Les origines de l'agriculture en milieu urbain sont les mêmes en Hongrie que dans les pays occidentaux, où les pénuries, notamment lors de la deuxième guerre mondiale, l'ont rendue nécessaires. A cette époque, la Maison Blanche avait jeté les fondements les plus influents de ce mouvement avec le Victory Garden. A cette époque, ce potager, originalement créé par Eleanor Roosevelt, avait inspiré des milliers d’Américains à cultiver leurs propres carottes et tomates. (Le jardin a récemment été réouvert par Michelle Obama suite à une initiative civile). En Hongrie, et surtout à Budapest, les parcs publics avaient été transformés en cultures vivrières pendant la deuxième guerre mondiale afin de nourrir les habitants.
Cependant la ville s'est fortement densifiée depuis le milieu des années 1950, ainsi fallait-il trouver des méthodes innovantes en réponse au manque de place.
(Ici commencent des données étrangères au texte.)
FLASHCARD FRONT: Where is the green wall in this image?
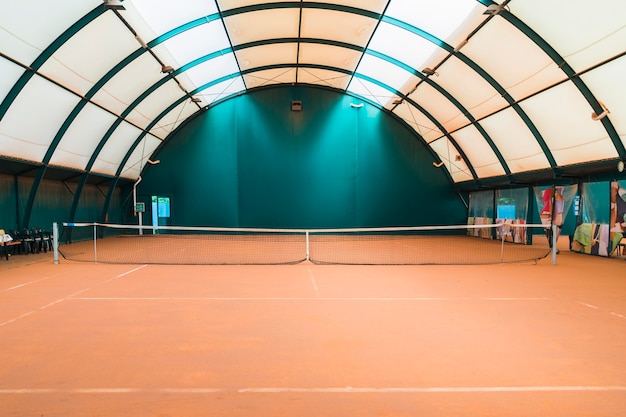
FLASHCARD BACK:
[138,87,467,228]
Le groupe GANG s’occupe par exemple, depuis trois ans, de refleurir les cours des immeubles budapestois, mais aussi d'y introduire des plantes aromatiques, comme lors de leur dernière action, en mai dernier, dans un immeuble du IXe arrondissement, rue Pipa. Ils ont choisi de privilégier les cours d'immeubles plutôt que les espaces urbains en friche, qui changent trop fréquemment de propriétaires, alors que la création d’un jardin est un projet à long terme. Cependant 80% du temps qu'ils consacrent à un projet est consacré à convaincre les habitants, qui acceptent difficilement de collaborer avec leurs voisins et sont réticents à voir des changements dans leur entourage.
C’est d'ailleurs le principal problème dans le cadre d'un nouveau projet mené par le Böske, groupement civil fondé des membres du KÉK (Kortárs Építészeti Központ, Centre d’architecture contemporaine). Le premier jardin urbain au centre ville de Budapest, cultivé par des habitants du VIIe arrondissement, devrait s’ouvrir le 19 juin à l'occasion de la journée portes ouvertes des musées. Ce 7kert devrait être implanté rue Dob, sur un terrain de 12.000 m2 actuellement fermé, la plus grande surface verte de l’arrondissement. Cependant certains habitants des immeubles alentours qui accèdent à cet espace pour y promener leurs chiens, ne sont pas ravis de l’idée d'un potager ouvert. Ils craignent que les sans-abris, qui visitent fréquemment le parc, y reviennent ainsi plus fréquemment, aussi essaient-ils d’empêcher la création de 7kert. Les organisateurs ne peuvent qu'espérer que le propriétaire du terrain, la mairie de l'arrondissement, continue de soutenir ce projet, et ce malgré les prochaines élections municipales.